Ebbene, mi si è offerto, grazie a quelle immagini, uno spunto di riflessione inedito. L'epica immagine rimandata dallo schermo era entusiasmante, la semplicitá e la veritá di cio che mi si palesava mi ha fatto rabbrividire, disabituato oramai a coglierne traccia in giro. L'atleta salutava leggendo, con un foglio di carta tra le mani. Il discorso era semplice, banalissimo, di scolastica fattura ma non era quello che lui diceva che eccitava la folla, bensí quello che per tutta la sua carriera sportiva aveva fatto, i risultati ottenuti e tutti quegli esaltanti termini calcistici che non conosco ma che vedo avere molta presa tra gli appassionati.
Sono sempre stato, per estrazione, formazione, passione personale un cultore della parola, o almeno ci provo. Ho sempre amato le conversazioni fluide, ben costruite e ricche di richiami. Ma di fronte a tanta disarmante semplicitá lessicale, che abbandona il valore della parola ma descrive la concretezza dei fatti, ho guardato alle cose della vita con una chiave differente.
Totti ha fatto tanto, per se stesso certamente, guadagnando una quantitá di denaro inenarrabile, ma facendone ricavare altrettanto al circuito calcistico e all'indotto della sua societá di appartenenza. Ha insegnato a più di una generazione i valori e la coralitá che lo sport trasmette. Non è mai stato sopra le righe, ha vissuto e vive la sua preziosa e mediatica esistenza con la semplicitá disarmante di chi è nato per fare quel mestiere e nessun altro. Ha saputo, e solo chi é dotato di grande personalitá puo farlo, trasformare il suo lessico povero e sincero, i suoi strafalcioni verbali in un punto di favore per sè e per chi, e sono tanti, si riconosce in lui.

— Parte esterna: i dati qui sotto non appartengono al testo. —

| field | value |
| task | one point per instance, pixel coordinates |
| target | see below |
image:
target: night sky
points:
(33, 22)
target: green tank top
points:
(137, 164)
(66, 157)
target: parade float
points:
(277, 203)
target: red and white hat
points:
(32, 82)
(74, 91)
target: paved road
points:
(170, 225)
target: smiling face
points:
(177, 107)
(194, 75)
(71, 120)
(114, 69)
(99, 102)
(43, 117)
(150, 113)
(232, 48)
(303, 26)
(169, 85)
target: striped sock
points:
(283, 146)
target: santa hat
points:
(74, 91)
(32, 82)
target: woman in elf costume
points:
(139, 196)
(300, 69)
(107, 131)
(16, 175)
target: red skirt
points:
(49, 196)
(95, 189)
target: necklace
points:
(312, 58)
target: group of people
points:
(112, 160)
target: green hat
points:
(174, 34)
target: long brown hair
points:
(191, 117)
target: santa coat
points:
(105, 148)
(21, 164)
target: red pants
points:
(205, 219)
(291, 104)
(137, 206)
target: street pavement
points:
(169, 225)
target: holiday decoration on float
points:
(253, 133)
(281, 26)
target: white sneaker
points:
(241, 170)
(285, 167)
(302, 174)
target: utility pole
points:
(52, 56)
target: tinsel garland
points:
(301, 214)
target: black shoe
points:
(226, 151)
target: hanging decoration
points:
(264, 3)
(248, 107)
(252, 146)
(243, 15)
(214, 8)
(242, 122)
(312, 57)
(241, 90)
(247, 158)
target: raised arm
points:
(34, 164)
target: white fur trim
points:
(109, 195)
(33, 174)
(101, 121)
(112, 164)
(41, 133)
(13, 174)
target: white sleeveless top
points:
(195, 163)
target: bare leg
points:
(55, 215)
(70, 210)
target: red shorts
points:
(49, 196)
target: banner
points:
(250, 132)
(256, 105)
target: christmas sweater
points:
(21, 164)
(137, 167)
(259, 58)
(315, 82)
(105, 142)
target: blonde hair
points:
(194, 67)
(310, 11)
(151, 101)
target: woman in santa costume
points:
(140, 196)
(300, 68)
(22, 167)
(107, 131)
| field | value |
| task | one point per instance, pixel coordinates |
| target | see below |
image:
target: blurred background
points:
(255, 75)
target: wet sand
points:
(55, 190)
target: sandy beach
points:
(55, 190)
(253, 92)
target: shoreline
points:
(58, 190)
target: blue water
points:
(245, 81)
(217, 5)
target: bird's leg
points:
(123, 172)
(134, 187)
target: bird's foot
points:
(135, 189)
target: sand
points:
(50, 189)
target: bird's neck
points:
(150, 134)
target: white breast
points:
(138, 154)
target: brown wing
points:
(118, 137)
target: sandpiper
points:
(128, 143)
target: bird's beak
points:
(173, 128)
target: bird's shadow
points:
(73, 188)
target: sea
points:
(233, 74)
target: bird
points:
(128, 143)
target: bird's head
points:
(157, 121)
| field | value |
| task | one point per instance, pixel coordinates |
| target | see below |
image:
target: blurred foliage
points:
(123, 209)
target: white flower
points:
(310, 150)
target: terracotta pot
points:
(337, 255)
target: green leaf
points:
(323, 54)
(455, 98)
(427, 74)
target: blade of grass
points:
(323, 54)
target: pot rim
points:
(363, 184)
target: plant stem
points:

Ebbene, in un periodo storico in cui si dá molto valore a ciò che si dice e a ciò che gli altri non fanno, probabilmente dovrei guardare alle parole semplici con un occhio meno critico, più dolce e discreto, perché forse chi pensa a fare, poco pensa a come raccontarlo agli altri. Sicuramente la mia totale ignoranza calcistica mi ha portato a guardare il lato del campione a me più comodo, quello che si prestava al mio risultato e ne nascondeva, ai miei occhi, il suo. La definizione veniva da sé. L'ignorante che non sa parlare e tira calci ad un pallone! Ma mi chiedo: sarò forse ignorante io, a non vedere? Domanda più che lecita. A non vedere quello che l'uomo aveva regalato a chi, da quella conoscenza calcistica, trae quotidiano piacere? Sará stata la mia presunzione a chiudermi lo sguardo sul suo successo? Tutti dilemmi che proverò a risolvere, magari con qualcuno che parla peggio di me, ma che fa tanti goal.